2. Dead Leaves And the Dirty Ground
Striking in its simplicity and sharp lyrical imagery, Dead Leaves And The Dirty Ground feels like a revelation opening The White Stripes’ breakthrough third album White Blood Cells. Ditching the blues covers and Detroit garage rock for more spare and focused arrangements, the song alternates between beautifully chaotic guitar distortion and isolated verses describing a love who has moved on. Dead Leaves’ simple guitar riff hits like a heavyweight title bout punch. Each line feels raw and real.
Popping the CD in my six-CD masterpiece inside my college apartment, the song was my introduction to a new favorite band after previously falling in love with The Strokes a few months later. Like many surface level listening 20-somethings my age, the band’s breakthrough single Fell in Love With a Girl was my introduction to the band with its immediately rewarding punk energy. As someone still devoted to listening to New Found Glory and blink 182, that was more my thing anyway. Hearing Dead Leaves And The Dirty Ground immediately changed that, introducing me to a new world of garage and indie rock. Other than immediately going back and purchasing the band’s first two albums and pretending I always loved them, I’ve never looked back.
1. Seven Nation Army
Where did you expect to find the song with the most recognizable guitar riff of the 21st century? You know, the one all the people belligerently chant in unison at sporting events. The guitar riff. Not lyrics from the song. The same riff that has been described as the world’s most recognizable song and the biggest sports anthem on the planet. Even if it isn’t my all-time favorite song, where am I gonna put it -- No. 7? Yes, Seven Nation Army is a classic, and not just because of that larger than life seven-note, pitch shifted passage many initially swore was a bass guitar. Written about the trappings of fame in the wake of his divorce to Meg, Jack White said the song is about gossip.

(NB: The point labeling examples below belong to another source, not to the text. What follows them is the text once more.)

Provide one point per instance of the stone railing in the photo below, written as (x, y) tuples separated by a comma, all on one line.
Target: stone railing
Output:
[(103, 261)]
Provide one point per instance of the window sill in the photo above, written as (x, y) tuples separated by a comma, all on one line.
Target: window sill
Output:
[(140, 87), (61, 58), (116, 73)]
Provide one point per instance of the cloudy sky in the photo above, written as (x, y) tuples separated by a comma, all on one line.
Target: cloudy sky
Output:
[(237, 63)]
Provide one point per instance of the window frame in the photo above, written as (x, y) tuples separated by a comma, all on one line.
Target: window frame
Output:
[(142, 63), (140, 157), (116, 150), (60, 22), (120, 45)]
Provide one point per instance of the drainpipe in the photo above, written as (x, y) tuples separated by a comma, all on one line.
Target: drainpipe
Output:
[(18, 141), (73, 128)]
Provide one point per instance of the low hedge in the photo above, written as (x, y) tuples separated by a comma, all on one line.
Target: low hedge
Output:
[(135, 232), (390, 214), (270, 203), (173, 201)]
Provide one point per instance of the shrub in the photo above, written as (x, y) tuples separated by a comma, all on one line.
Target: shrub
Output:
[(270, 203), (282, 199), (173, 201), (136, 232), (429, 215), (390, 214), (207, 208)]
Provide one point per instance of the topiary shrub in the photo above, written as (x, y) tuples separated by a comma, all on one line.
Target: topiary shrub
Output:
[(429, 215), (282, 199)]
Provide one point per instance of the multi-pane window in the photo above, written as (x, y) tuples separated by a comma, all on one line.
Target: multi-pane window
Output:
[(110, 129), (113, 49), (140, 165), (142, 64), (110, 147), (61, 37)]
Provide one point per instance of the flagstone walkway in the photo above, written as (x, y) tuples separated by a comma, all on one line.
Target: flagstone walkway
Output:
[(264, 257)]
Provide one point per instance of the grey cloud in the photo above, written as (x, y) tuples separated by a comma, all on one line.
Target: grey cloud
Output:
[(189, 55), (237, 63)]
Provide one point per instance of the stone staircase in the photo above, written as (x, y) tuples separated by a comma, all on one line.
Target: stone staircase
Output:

And yet, it feels more mythical and consequential behind the all-important riff and hypnotic, thudding kick drum. True to its lyrics, the song embodies making sweat drip out of every pore. The lines about going to Wichita and the Queen of England and the Hounds of Hell are embedded in the culture without any real attachment to their origins (Jack White claims he’s never been to Wichita and never will out of respect to the song). Whether your love for the song is associated with belting it out at the top of your lungs at a football game or being mesmerized by another great music video produced by Michel Gondry, it’s clear Seven Nation Army is worthy of its instantly recognizable status.
Never knew of Goober and the Peas and now it’s the greatest band name I’ve ever heard.
Great list. I probably would have gone with The Big 3 Killed My Baby over Jimmy the Exploder but it’s not like either one is a bad choice.
I saw Jack in concert twice this month. Both shows were absolutely fantastic.